Se Rollemberg deixou este presente de Grego para os brasilienses antes de partir para Aracaju é porque não tinha, na atual configuração de seu governo, muitas alternativas. Quem quer interromper as próprias férias para levar chamuscada de fogo amigo, saraivada de críticas populares e enquadrada dos distritais? Ninguém, claro.

Pelo que indicam as aparências, Rollemberg não conseguiu evitar o desfecho do aumento de tarifa de ônibus e de metrô. Talvez, não esteja errado no conteúdo. Mas, certamente, vacilou de novo na forma de fazer. Um equívoco que começou lá em 2014, quando da campanha eleitoral.

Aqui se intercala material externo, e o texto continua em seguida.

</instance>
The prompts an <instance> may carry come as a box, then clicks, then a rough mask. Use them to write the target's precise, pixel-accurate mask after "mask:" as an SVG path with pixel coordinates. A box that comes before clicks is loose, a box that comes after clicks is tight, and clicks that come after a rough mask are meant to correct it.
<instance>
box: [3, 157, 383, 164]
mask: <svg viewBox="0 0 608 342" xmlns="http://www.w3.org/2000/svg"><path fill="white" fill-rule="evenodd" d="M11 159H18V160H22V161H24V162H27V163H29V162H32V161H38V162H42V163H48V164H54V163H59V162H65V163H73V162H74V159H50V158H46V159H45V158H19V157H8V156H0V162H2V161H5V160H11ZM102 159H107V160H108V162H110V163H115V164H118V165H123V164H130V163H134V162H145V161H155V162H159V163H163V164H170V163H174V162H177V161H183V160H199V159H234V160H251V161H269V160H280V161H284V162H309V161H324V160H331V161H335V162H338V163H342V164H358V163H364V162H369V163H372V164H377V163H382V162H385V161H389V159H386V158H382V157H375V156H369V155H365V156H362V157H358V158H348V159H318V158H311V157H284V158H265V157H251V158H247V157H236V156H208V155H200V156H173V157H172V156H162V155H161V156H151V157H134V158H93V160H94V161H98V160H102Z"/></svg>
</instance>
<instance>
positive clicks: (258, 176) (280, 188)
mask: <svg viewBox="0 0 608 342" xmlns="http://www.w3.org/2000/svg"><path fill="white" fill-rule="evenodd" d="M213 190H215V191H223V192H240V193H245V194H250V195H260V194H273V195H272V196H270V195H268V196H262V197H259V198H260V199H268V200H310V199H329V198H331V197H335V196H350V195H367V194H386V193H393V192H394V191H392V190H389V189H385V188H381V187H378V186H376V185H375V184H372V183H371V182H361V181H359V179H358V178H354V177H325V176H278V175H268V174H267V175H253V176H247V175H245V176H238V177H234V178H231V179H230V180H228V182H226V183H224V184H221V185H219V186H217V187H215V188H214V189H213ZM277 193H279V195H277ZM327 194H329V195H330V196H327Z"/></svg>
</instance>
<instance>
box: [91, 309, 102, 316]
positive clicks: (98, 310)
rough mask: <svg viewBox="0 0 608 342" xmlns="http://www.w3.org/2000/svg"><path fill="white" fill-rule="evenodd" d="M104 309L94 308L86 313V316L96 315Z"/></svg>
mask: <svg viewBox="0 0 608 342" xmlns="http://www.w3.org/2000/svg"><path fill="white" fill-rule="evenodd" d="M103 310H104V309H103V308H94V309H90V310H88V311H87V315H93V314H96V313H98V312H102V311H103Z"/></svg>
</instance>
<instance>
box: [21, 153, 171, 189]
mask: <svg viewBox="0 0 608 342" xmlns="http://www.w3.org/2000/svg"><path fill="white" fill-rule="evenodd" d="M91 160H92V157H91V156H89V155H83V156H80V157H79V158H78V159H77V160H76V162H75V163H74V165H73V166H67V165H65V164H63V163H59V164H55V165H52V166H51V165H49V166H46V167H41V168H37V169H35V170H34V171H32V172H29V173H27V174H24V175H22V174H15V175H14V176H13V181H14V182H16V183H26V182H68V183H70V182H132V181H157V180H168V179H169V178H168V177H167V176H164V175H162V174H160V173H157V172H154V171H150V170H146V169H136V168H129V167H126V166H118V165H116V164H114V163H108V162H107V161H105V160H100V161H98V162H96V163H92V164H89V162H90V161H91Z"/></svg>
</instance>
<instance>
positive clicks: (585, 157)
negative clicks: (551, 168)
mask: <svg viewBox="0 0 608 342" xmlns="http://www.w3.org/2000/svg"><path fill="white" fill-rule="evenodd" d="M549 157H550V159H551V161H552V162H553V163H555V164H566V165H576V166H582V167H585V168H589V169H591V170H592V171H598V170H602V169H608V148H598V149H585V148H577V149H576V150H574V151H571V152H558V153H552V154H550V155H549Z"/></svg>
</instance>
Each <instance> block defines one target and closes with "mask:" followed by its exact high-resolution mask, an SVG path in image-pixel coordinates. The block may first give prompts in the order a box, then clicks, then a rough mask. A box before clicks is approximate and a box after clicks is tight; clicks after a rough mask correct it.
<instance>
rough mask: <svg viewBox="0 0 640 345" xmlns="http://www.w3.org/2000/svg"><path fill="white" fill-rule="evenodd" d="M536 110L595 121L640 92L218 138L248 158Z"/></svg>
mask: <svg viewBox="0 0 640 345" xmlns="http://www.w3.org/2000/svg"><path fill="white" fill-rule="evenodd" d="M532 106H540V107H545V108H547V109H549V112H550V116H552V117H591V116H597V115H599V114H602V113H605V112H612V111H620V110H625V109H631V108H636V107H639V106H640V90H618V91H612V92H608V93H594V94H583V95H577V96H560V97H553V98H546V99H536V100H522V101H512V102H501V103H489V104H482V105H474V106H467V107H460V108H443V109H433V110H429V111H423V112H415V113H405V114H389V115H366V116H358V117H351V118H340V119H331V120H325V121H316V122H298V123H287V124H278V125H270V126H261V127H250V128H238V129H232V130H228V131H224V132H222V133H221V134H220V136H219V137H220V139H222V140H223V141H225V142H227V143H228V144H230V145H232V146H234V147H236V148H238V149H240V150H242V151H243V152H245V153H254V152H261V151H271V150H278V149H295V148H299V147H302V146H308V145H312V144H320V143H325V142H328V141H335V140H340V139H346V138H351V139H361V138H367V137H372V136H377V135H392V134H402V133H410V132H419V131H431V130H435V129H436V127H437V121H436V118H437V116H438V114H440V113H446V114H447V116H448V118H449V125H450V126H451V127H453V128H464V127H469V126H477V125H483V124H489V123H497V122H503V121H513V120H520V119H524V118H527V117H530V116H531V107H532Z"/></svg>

Então candidato, Rollemberg se vendeu como um político diferente. Mas agiu exatamente igual a seus antecessores. Mentiu para a população. É constrangedor assistir o então candidato ao Buriti, em entrevista à TV Globo, dizer que não aumentaria as tarifas do transporte público no DF. Mais que isso, ele prometeu, à época, reduzir o valor das passagens.

 

E não me venha com essa desculpa furada de que o contexto mudou e a crise chegou. Um homem público não deveria abrir a boca para prometer aquilo que não está a seu alcance. A promessa vazia de ontem ajuda a explicar a ira dos eleitores hoje. Duas décadas de vida pública é tempo suficiente para um político aprender isso.

Faltar com a palavra foi o primeiro dos pecados capitais de Rollemberg no episódio do aumento das tarifas. Aplicar a medida sem promover o debate é outro erro político. Não que os distritais se valham sempre dos motivos mais republicanos para opinar em decisões do Executivo.

Muitas vezes, os deputados aproveitam temas polêmicos para barganhar e pressionar o governo em favor de seus próprios interesses. Mesmo um neófito, no entanto, sabe que deixar de dialogar com a Câmara pode inviabilizar a decisão do governo. A mobilização dos distritais em torno de um projeto de decreto legislativo para impedir o reajuste das passagens está aí para confirmar.

Rollemberg tem mais dois anos para tentar ajustar sua imagem projetada durante a campanha com a que os brasilienses enxergam dele hoje. Falar a verdade e nada mais que a verdade é um começo. Não resolve os problemas da cidade, mas ajuda o cidadão a desfazer aquela impressão de que foi passado para trás.